Ähnlich äußerte sich der österreichische Bundeskanzler Christian Stocker (ÖVP): „Es ist auf jeden Fall so, dass das derzeitige Volumen von beinahe 2000 Milliarden Euro viel zu hoch ist“, betonte er. Mehr Geld bedeute nicht automatisch, dass Europa stärker werde. Rob Jetten, Regierungschef der Niederlande, forderte, die EU müsse Prioritäten setzen und die Sicherheit und die Wettbewerbsfähigkeit fördern. „Mit einem Haushalt aus den Neunzigerjahren können wir die Aufgaben von heute nicht lösen“, sagte er.
Keine Mehrheit für niedrige Ausgaben
Deutschland, Österreich und die Niederlande gehören zu den großen Nettozahlern der EU. Sie zahlen mehr in das Budget ein, als sie erhalten. Alle drei dringen wie Schweden und Finnland auf niedrige Ausgaben. Das sei nicht die Mehrheit, gestand Merz ein. Der EU-Haushalt müsse aber einstimmig beschlossen werden.
Auf dem Gipfel bildeten sich die unterschiedlichen Lager – formeller als bisher. Sowohl die „Freunde der Kohäsion“ als auch die „sparsamen Staaten“ trafen sich am Rande des Treffens zu getrennten Gesprächen, um die jeweilige gemeinsame Position abzustimmen. Solche Treffen sollen auf beiden Seiten bis zur endgültigen Einigung auf das neue Budget regelmäßig stattfinden.

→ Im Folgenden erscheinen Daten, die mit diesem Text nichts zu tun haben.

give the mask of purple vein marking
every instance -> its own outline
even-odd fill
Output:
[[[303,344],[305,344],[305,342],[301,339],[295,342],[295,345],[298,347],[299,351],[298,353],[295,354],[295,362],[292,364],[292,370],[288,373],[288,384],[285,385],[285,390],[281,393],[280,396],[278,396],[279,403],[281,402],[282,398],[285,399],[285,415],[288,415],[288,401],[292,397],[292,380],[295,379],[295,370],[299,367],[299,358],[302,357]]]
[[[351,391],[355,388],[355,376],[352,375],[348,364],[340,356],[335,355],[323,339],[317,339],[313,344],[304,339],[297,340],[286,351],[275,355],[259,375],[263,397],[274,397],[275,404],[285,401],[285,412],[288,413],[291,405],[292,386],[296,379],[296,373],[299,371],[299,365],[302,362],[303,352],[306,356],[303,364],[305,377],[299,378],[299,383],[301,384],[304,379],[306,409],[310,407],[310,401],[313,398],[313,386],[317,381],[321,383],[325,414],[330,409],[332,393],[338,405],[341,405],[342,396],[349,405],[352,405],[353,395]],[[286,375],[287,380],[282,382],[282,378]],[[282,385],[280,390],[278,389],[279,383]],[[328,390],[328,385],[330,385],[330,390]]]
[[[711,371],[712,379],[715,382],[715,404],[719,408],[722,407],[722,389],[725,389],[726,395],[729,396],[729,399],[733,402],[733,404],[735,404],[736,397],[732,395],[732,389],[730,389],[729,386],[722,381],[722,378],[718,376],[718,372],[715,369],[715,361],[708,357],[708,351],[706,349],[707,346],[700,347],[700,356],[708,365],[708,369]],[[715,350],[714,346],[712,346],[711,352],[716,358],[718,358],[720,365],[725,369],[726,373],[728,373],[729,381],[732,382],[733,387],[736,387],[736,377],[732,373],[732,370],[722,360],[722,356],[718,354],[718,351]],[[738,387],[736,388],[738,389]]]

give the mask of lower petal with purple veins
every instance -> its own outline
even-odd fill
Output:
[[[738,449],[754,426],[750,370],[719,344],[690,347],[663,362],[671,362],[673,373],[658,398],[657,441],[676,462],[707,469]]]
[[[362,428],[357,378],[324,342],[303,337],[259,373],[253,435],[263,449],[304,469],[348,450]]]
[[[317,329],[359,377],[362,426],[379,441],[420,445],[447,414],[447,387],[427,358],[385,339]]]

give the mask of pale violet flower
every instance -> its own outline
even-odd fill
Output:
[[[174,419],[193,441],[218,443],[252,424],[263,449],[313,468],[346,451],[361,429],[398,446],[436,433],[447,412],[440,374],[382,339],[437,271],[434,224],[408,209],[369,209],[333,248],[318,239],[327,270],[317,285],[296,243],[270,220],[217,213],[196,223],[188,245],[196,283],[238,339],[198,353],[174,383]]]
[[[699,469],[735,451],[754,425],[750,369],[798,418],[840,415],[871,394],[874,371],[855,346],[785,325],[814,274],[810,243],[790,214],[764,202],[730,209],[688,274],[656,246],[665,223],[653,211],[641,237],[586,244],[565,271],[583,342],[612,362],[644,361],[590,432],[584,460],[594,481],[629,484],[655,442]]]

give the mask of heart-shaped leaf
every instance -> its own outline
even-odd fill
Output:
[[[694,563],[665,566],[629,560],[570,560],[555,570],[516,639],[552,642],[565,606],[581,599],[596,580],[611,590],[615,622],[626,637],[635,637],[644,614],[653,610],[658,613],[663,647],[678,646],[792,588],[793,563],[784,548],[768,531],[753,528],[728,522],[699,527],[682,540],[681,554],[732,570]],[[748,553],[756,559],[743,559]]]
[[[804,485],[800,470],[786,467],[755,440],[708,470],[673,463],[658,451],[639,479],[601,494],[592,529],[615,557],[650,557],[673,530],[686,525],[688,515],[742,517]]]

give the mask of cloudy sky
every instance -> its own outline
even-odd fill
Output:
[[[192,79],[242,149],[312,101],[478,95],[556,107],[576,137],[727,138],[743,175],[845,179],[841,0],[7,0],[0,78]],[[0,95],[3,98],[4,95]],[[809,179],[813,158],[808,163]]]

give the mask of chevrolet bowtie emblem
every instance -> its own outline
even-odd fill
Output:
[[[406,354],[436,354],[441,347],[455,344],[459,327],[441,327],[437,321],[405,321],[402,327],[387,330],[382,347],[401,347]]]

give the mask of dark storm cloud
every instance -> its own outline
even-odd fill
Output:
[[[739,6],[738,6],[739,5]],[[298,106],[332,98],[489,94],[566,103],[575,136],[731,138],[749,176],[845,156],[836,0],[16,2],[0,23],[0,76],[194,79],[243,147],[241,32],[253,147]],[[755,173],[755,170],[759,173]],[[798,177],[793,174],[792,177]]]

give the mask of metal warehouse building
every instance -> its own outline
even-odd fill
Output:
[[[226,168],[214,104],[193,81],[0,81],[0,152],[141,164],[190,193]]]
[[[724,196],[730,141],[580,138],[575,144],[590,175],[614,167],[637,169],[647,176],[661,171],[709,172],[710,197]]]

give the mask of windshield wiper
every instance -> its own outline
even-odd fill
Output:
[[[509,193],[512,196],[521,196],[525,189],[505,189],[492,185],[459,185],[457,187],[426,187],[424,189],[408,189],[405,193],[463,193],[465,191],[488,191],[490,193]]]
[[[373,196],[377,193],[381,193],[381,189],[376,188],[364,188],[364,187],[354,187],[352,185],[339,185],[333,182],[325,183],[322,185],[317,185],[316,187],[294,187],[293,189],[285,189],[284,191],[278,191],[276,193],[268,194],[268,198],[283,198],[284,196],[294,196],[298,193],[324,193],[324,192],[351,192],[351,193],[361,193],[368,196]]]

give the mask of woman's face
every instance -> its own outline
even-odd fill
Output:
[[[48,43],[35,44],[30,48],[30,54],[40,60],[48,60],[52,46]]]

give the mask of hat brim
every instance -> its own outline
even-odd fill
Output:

Merz: Betrag von 1,6 oder 1,7 Billionen Euro sei „nicht darstellbar“
Die EU-Kommission hatte im vergangenen Sommer Gesamtausgaben von beinahe zwei Billionen Euro (in laufenden Preisen) für den Sieben-Jahres-Haushalt vorgeschlagen. Das ist ein starker Anstieg. Derzeit sind es 1,25 Billionen. Die zyprische EU-Ratspräsidentschaft hatte zum Gipfel einen ersten Kompromissvorschlag vorgelegt und die Ausgaben um zwei Prozent gekürzt.
Deutschland und den anderen „sparsamen Staaten“ ist das immer noch zu viel. Merz sagte in Brüssel, auch ein Betrag von 1,6 oder 1,7 Billionen Euro sei für Deutschland „nicht darstellbar“. Er bedeute, dass Deutschland jährlich 15 bis 20 Milliarden Euro mehr als jetzt ins EU-Budget einzahlen müsse. „Das geht nicht.“
Italien und Spanien kritisieren indes, dass die Einschnitte bei Landwirten und Regionen zu groß sind. Andere Netto-Empfänger wie Polen, Griechenland oder Bulgarien begrüßten den Kompromissvorschlag. Ziel ist eine Einigung bis zum Jahresende. Merz sagte, das sei auch für die Bundesregierung wichtig. Deutschland brauche Planungssicherheit darüber, wie viele Agrar- und Kohäsionsmittel von 2028 an nach Deutschland flössen.